Another potential study limitation comes from the fact that participants in clinical trials are likely to have received closer management and had better adherence to therapy than patients who would be treated in a nontrial, real-world population. Therefore, the efficacy, safety, and tolerability observed from clinical trials may be better than what would occur in actual clinical practice.

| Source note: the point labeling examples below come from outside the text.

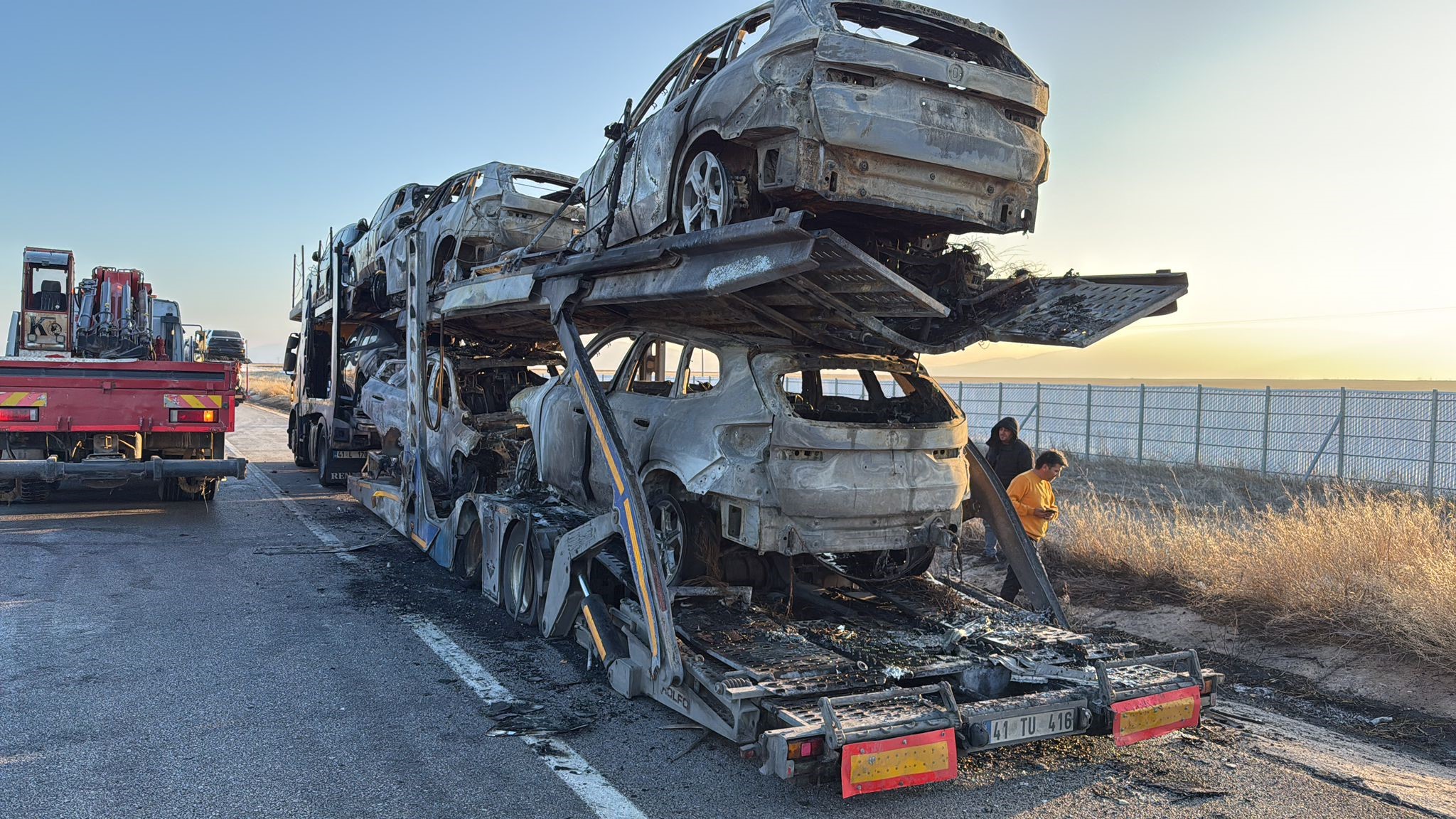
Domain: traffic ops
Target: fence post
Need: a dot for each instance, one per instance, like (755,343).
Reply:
(1142,410)
(1086,449)
(1340,462)
(1039,416)
(1197,427)
(1430,464)
(1264,456)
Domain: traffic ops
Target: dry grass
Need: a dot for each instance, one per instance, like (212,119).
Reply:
(1336,563)
(269,388)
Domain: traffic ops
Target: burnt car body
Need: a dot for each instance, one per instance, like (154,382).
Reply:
(478,215)
(742,444)
(369,289)
(472,436)
(222,346)
(882,114)
(365,355)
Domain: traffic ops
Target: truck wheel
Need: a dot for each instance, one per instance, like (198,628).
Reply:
(519,592)
(36,491)
(466,562)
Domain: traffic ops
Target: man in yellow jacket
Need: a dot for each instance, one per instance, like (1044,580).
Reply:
(1036,506)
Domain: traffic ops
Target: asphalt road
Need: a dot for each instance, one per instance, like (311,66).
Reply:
(155,660)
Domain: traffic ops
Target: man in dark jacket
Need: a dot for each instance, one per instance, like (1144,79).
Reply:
(1010,456)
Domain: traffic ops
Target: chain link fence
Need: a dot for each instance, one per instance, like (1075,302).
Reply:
(1404,439)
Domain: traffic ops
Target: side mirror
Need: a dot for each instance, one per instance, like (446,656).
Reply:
(290,358)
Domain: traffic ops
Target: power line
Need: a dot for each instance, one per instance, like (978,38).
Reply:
(1236,323)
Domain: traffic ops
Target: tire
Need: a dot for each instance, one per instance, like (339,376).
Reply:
(469,547)
(520,595)
(705,194)
(680,528)
(36,491)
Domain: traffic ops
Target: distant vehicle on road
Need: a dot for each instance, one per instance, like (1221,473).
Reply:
(220,346)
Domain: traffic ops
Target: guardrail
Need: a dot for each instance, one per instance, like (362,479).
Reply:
(1404,439)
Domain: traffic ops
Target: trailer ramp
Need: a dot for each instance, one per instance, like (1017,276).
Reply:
(775,277)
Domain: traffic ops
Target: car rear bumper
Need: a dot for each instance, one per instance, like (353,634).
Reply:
(922,191)
(111,470)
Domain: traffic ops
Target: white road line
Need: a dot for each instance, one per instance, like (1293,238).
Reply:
(579,774)
(575,773)
(254,474)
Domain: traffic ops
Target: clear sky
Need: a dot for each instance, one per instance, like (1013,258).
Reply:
(1295,158)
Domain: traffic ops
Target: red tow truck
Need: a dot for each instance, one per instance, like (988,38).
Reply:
(92,391)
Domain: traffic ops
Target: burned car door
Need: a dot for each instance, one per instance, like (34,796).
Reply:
(658,136)
(567,454)
(641,400)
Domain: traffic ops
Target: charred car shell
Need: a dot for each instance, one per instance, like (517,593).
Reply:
(764,456)
(475,216)
(936,134)
(472,436)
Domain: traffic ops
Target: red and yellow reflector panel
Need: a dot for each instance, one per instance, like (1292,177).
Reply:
(1135,720)
(172,401)
(887,764)
(194,416)
(22,400)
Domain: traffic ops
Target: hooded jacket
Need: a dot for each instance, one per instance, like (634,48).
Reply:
(1011,458)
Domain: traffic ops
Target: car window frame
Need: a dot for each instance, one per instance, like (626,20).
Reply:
(668,80)
(682,358)
(701,50)
(631,355)
(765,12)
(680,390)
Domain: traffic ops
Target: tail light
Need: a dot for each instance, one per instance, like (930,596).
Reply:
(194,416)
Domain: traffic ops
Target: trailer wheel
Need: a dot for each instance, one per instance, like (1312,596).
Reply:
(519,592)
(469,547)
(36,491)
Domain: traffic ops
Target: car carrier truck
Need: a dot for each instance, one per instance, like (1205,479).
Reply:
(877,684)
(89,391)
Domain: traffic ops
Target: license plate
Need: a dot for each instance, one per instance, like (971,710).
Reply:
(1033,726)
(887,764)
(1135,720)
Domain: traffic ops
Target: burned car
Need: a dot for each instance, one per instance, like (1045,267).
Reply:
(476,215)
(900,120)
(472,436)
(753,445)
(368,290)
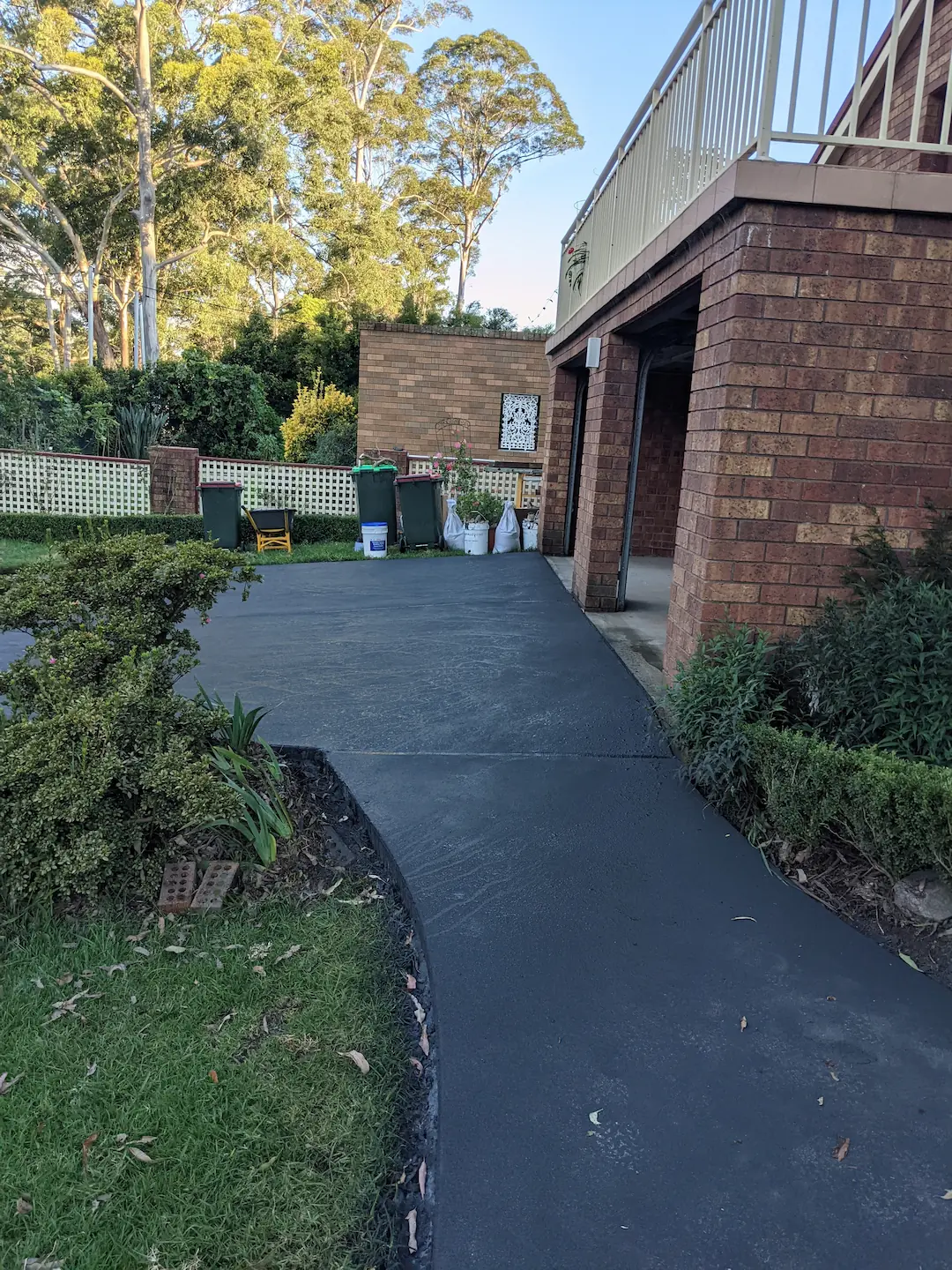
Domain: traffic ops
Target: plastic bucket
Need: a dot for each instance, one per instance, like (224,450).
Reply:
(375,540)
(476,539)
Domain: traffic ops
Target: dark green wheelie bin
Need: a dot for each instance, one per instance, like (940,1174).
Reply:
(376,496)
(420,511)
(221,512)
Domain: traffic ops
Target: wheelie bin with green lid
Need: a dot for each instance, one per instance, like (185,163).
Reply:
(221,512)
(420,507)
(376,496)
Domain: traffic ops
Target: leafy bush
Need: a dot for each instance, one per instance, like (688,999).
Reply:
(37,527)
(727,684)
(317,412)
(100,759)
(880,673)
(895,811)
(880,564)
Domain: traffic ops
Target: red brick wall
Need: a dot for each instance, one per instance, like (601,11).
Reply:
(660,462)
(173,481)
(903,101)
(822,399)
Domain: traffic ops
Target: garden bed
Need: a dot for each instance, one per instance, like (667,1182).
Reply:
(225,1065)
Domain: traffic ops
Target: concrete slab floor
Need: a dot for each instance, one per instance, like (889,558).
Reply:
(637,632)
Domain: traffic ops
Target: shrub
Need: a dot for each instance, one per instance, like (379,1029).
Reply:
(725,686)
(880,673)
(896,813)
(316,412)
(100,759)
(37,527)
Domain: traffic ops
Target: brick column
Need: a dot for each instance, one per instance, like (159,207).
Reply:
(609,429)
(173,481)
(557,458)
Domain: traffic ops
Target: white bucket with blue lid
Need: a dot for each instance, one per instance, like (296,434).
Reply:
(375,540)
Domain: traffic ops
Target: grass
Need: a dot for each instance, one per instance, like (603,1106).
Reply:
(310,553)
(14,553)
(279,1163)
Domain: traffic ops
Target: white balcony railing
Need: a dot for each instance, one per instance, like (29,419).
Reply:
(759,78)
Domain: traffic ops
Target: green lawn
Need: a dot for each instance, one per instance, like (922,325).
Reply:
(13,553)
(279,1162)
(309,553)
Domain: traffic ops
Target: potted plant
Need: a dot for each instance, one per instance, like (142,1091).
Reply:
(479,510)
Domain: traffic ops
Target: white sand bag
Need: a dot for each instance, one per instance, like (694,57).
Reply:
(507,531)
(453,531)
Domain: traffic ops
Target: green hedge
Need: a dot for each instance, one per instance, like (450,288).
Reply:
(34,527)
(895,811)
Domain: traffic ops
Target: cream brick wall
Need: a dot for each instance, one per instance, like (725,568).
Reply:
(413,378)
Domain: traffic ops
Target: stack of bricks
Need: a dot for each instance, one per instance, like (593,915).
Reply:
(413,378)
(822,403)
(175,481)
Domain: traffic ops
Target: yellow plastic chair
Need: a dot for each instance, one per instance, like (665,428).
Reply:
(274,536)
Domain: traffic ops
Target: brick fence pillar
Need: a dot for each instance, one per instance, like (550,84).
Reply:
(173,481)
(557,458)
(609,429)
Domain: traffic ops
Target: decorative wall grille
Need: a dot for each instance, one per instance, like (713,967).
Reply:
(518,426)
(308,488)
(72,484)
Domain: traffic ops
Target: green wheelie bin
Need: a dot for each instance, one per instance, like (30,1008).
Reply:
(221,512)
(420,511)
(376,497)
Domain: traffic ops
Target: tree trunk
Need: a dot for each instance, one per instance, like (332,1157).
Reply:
(51,323)
(100,335)
(124,302)
(146,187)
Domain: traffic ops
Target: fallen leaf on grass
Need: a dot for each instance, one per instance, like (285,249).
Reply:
(355,1057)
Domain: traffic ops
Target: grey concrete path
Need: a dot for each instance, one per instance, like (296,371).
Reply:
(577,903)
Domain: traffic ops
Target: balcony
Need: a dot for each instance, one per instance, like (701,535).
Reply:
(827,81)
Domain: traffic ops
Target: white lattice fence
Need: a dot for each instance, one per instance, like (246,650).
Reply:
(305,487)
(72,484)
(522,487)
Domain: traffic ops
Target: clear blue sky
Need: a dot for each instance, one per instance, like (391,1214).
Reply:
(602,57)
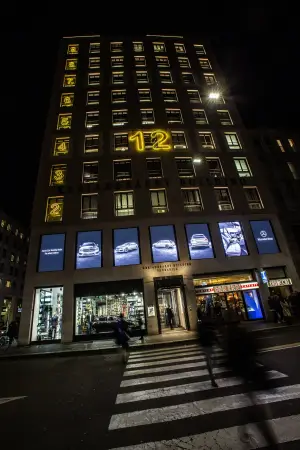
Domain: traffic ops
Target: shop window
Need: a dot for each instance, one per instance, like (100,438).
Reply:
(47,317)
(98,315)
(54,210)
(61,146)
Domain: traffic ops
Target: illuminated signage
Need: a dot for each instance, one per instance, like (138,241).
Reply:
(156,140)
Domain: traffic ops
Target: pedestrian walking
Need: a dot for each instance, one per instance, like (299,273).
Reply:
(207,339)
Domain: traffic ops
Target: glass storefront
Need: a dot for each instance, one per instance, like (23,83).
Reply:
(97,315)
(47,317)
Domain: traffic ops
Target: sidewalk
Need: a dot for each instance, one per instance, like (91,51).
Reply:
(108,346)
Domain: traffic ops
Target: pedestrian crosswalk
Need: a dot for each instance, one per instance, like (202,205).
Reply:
(166,401)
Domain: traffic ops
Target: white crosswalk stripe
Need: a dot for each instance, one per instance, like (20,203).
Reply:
(156,390)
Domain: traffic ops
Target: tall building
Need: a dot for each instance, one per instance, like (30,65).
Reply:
(14,242)
(149,196)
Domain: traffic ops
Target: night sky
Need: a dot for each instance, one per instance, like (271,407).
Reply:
(257,49)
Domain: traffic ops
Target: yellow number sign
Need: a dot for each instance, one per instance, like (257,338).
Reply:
(157,140)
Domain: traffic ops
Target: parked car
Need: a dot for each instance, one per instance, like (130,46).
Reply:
(88,249)
(199,240)
(164,243)
(126,247)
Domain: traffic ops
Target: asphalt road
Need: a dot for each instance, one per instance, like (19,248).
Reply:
(89,402)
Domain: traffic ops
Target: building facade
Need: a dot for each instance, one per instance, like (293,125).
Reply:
(149,196)
(14,242)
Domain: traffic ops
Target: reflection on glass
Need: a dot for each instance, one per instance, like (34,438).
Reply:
(126,247)
(233,238)
(164,248)
(47,317)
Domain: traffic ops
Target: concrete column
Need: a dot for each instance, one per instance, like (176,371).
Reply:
(149,299)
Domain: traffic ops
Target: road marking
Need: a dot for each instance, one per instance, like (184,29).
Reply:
(182,389)
(202,407)
(286,429)
(10,399)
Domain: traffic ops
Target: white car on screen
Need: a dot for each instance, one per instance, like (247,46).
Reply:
(199,240)
(88,249)
(164,243)
(126,247)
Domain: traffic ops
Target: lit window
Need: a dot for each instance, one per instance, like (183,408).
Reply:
(154,168)
(147,116)
(224,117)
(95,47)
(122,170)
(165,77)
(162,61)
(117,78)
(204,63)
(188,77)
(178,139)
(223,199)
(93,79)
(242,167)
(184,62)
(73,49)
(144,95)
(118,96)
(292,145)
(142,77)
(200,116)
(191,199)
(210,79)
(116,47)
(233,141)
(138,47)
(94,63)
(124,205)
(120,117)
(117,61)
(61,146)
(194,96)
(170,95)
(71,64)
(185,167)
(253,197)
(293,170)
(121,142)
(90,172)
(179,48)
(199,49)
(158,201)
(215,169)
(279,143)
(207,140)
(140,61)
(92,98)
(92,119)
(159,47)
(54,209)
(58,174)
(66,100)
(64,121)
(91,143)
(89,206)
(69,81)
(174,116)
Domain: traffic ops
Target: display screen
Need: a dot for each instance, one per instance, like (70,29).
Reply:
(233,238)
(126,247)
(199,241)
(163,244)
(264,236)
(52,251)
(89,247)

We also note that many data parameters required for an economic model that would include dabigatran and apixaban, the other two NOACs marketed in the US, were not available in the published literature for the subgroup of patients with CHADS₂ scores ≥2, as the pivotal trials of these agents included patients with CHADS₂ scores ≥1. Other researchers who have attempted indirectly to compare apixaban and dabigatran to rivaroxaban have also acknowledged the challenges for adequately controlling the heterogeneity in patient baseline characteristics and study design.^{13,31,65–72} For similar reasons, we were unable to pursue analysis for apixaban and dabigatran. The comparative effectiveness of edoxaban relative to all marketed NOACs should be addressed in future observational studies in the real-world setting. Finally our model and analyses were based on costs and resource-use data specific for the US, and thus results are not necessarily generalizable to other countries, due to differences in health care practices and financing.

Conclusion

Our cost-effectiveness analysis over a remaining lifetime horizon provides a comprehensive assessment of the health care resources, mortality risk, and quality-of-life impairment incurred in NVAF patients receiving lifetime once-daily OAC therapy for stroke prevention. Our base-case analysis findings, along with the results of sensitivity analyses, suggest that edoxaban is an economically attractive alternative to rivaroxaban for stroke prevention in NVAF patients. In an era of evidence-based medicine, comparative effectiveness and economics research can inform health care stakeholders in their resource-allocation decisions. Future research is warranted to evaluate further the economic implications of edoxaban therapy in the real-world setting.

Disclosure

Funding for this study was provided by Daiichi Sankyo Inc. (Parsippany, NJ, USA), manufacturer of edoxaban. At the time the study was conducted, WJK and XY were employees of Daiichi Sankyo Inc.; EAM and WSW served as consultants to Daiichi Sankyo Inc. and received honoraria for their services. WSW also discloses funding in part by an Institutional Development Award (IDeA) from the National Institute of General Medical Sciences of the National Institutes of Health under grant number U54-GM104941 (PI: Binder-Macleod). JDM, GML, AMF, and OVT were employed by Truven Health Analytics Inc., which received contracted research funding from Daiichi Sankyo Inc. for conducting the study. An earlier version of this study was presented as a poster (I22) at the Academy of Managed Care Pharmacy (AMCP) Nexus 2015, Orlando, FL, October 26–29, 2015, with the abstract published in Circulation: Cardiovascular Quality and Outcomes (2015;8:A104). The authors report no other conflicts of interest in this work.